Summary
The MoE combine_push (and the symmetric dispatch payload push) in the DeepSeek-V4 kernels is a serial, put-issue-bound task that cannot be parallelized across cores today because pypto has no in-kernel primitive to guarantee a rank's outbound TPUTs have landed at the peer before a subsequent cross-rank notify.
We need either:
- (A) an in-kernel put-fence / TPUT-quiesce op (per-rank drain of outbound TPUTs), usable mid-kernel between a multi-core push scope and a single-core barrier scope; and/or
- (B) formal support + validation for a multi-core
pl.spmd cross-rank pld.tensor.put followed by a deps-ordered single-core notify/wait barrier, with the semantics that the deps edge implies remote-landing (not just task-completion).
Motivation / Use Case
combine_push (pypto-lib/models/deepseek/v4/combine.py:92-153) is one pl.at(CORE_GROUP) serial task: one scalar core builds ~48 scattered pld.tensor.put descriptors (~0.5 us each), then a cross-rank combine_done notify/wait barrier. Measured ~24 us on a2a3 EP=2, and during its window all 71 other cores are idle.
It is put-ISSUE-bound, not transfer-bound:
- 384 KB / 24 us = 16 GB/s ≈ 17% of the ~96 GB/s link (6× headroom) — a transfer-bound kernel would sit near peak.
- 24 us / 48 puts ≈ 0.5 us/put = one scalar core serially building scatter descriptors. Scattered
dst_offsets=[r_route, 0] forbid coalescing, so each row is its own descriptor.

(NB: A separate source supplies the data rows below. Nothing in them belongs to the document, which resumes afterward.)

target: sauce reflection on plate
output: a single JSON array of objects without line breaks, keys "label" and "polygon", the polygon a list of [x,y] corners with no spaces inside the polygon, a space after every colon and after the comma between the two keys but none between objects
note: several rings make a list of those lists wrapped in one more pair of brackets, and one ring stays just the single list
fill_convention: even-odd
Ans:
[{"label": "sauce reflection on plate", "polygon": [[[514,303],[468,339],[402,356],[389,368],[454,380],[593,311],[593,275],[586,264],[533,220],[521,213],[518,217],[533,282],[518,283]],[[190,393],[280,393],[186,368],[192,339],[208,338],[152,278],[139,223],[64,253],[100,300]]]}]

The hardware already supports parallel issue: each core's TPUT selects channelGroupIdx = get_block_idx() → its own SDMA SQ/CQ among kSdmaMaxChannel = 48 channels. Distributing the put-issue across the idle cores would cut combine_push to a ~5-6 us floor (transfer + barrier), saving ~16-18 us per call. Because it is on the fully-serial MoE tail, that converts 1:1 to wall-clock and multiplies across the model's MoE layers per decode step.
Proposed API / Behavior
Option A — explicit in-kernel put-fence (preferred; minimal new surface):
with pl.spmd(EP_WORLD_SIZE * N_LOCAL_EXPERTS, name_hint="combine_push") as push_tid:
bucket = pl.tile.get_block_idx()
... # each core issues its own bucket's puts on its own SDMA channel
pld.tensor.put(dst=routed_y_buf, peer=dst, src=recv_y_flat, ...)

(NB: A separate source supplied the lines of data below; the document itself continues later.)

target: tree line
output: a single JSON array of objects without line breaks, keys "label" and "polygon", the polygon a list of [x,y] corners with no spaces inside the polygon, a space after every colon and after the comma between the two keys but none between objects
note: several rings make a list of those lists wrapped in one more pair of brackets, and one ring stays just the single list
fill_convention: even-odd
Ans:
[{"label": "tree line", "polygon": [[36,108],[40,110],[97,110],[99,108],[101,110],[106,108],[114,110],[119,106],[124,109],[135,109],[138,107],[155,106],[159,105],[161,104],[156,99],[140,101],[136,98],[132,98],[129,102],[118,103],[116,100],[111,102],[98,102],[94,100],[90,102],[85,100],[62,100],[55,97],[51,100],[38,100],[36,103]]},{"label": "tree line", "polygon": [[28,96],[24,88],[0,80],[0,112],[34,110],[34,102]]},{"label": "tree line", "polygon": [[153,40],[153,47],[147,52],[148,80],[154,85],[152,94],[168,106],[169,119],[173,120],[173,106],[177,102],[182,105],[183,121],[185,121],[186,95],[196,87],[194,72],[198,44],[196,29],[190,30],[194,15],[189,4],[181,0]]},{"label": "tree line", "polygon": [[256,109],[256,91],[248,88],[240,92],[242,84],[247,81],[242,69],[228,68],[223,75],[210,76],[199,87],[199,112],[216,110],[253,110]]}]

with pl.at(level=pl.Level.CORE_GROUP, deps=[push_tid], name_hint="combine_done") as barrier_tid:
pld.system.put_fence() # NEW: block until ALL of this rank's outbound TPUTs have LANDED at peers
pld.system.notify(target=combine_done, ...) # now guaranteed to follow the data
pld.system.wait(signal=combine_done, ...)
Option B — make deps imply TPUT-landing: define that a scope with deps=[push_tid], where push_tid issued cross-rank puts, is guaranteed to start only after push_tid's outbound TPUTs have landed (not merely been issued to SDMA), and add an ST test mirroring this combine_push pattern.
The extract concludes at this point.